One of the first things they had to do, if they would increase in London — and he thought they ought to — was to see that there was the work to be done, and they were “the boys to do it.” Let them believe in the work to be done, and get forever rid of that intolerable nonsense often entertained — the idea that if anybody came within a mile of them they were opposed.
They should believe that in ten years’ time they would be ten times their present number, and then establish three or four chapels in districts where now there was only one. It was really disgusting that any brother should be frightened about another chapel coming within a mile of him in such a city as London. They might go and put up a whole street of them around the Tabernacle, if they liked.
The next idea of which they must get rid was that in order to preserve their own strength they must not have surrounding stations. As if the heart could afford to store its own blood without dying. Send it out; let them deplete themselves and grow strong, believing in the infinite God being with them, so that all the streams running out would make more room for the infinite God to pour in. In giving out they would increase and multiply. They must get rid of the notion that they did not get on because there was someone else too near them. The reason must rather be that they themselves had nothing in them, or were in their wrong places and ought to get out. In spite of such statements, while they had fighting they could not help the people who were ill. They must take them to the hospitals. He meant by God’s help to do his share in the work, and intended to take every room he could hire, whoever it might affect, and he accordingly then gave notice of his determination to send men to those rooms when taken to preach the gospel, for they would not have respect to such insane ideas that there was not room for all amidst so vast a population. A great number of the deacons who attend public worship regularly ought never to listen to preaching, but ought to preach themselves. There was a great amount of such idle talent in the Churches, and such men ought to be turned out neck-and-crop, and made to preach. He sometimes thought of such friends, and wondered how God Almighty could have patience with them sitting to hear him preach when they might preach as well if they tried, only they could not get them at it.
He urged the great need for cultivating the speaking power of the young, and said that every church should give good opportunities to its young men, not for fine, deep speeches, but for the winning of souls. Now, as to getting hold of artisans, he thought he had a fair proportion of all sorts of people in the world in his congregation, excepting the nobility, whom God had given up. It was the hardest thing in all the world for God to make a nobleman into a Baptist, and it was a rare thing to happen. It would be a rare fine thing to appoint Dr. Landels to go and evangelize that class of society. The artisans would come; but still there was the great fact that they were not got at in many populous parts of London. They might make a practical test by selecting the best men they knew, not for mere talent or oratory, but the best for getting at the people, with sword in hand, going down to the people; and saying to such men, “Now you have to build a chapel in a certain district.” He thought they had forty places of worship built in London, mainly by the young men of the Pastors’ College, and what could be done by them could be done by others. He said to his young men, “You go down to so-and-so, and never show yourselves again until you have established a chapel. Hang on by your hands, and then by your teeth, and then by your eyebrows. I will find money to keep you in breadand- cheese. You have to establish a self-supporting cause, and do not come back till you have done it.” There were at Bermondsey, for instance, thousands of people who never attended a place of worship at all, and there a tent had been erected and services held. It did not strike the people to go to a place of worship. They did not understand some of the preachers enough; they did not talk Saxon enough. Let them do so, and knock the people straight down with Christian experience, so that when they saw the preacher’s joy and peace in believing, they might say there was something in it after all. They could get to all London if they were alive.
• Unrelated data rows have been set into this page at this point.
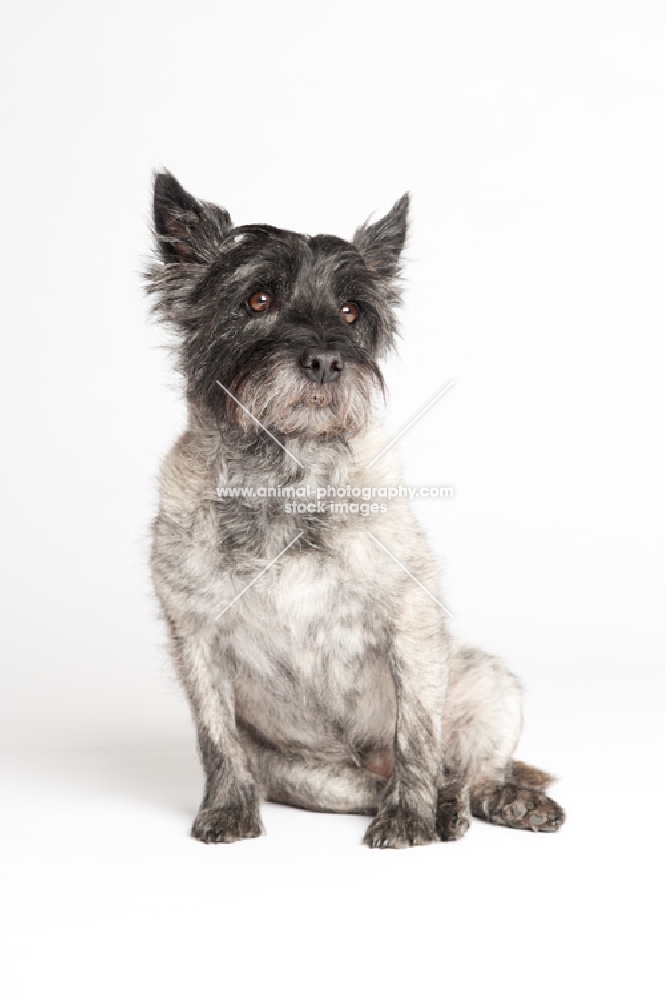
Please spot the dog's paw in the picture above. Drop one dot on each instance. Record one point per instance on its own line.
(524, 809)
(453, 815)
(227, 824)
(534, 811)
(396, 826)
One more word. They must keep their ministers right. Some of their ministers were half starved. They could not win souls for fretting about the children’s socks, and troubling about how to pay the rent. A minister could not give his soul to preaching in such circumstances, and, if he could, God would say, “I will never bless that church who treat a man like that — one who is my servant; and while having luxuries themselves they cannot find him in necessaries.” A friend had said he did not believe God would save souls by the ministry of a man getting less than £150 a year. He did not believe that, but he believed in the philosophy at the bottom of it. A minister ought to be willing to suffer poverty to win souls if necessary, but the church should not permit him so to suffer. He wished no ministers had the excuse for being dull in preaching because the cupboard was empty. In conclusion he exhorted the deacons and elders to more active exertions in the service of the church. Let all the ministers preach better, more plainly, more intensely, and encourage their young men to be at it. Would that all the servants of God were prophets. If they wanted to be a king, let them try and make everybody else a king too.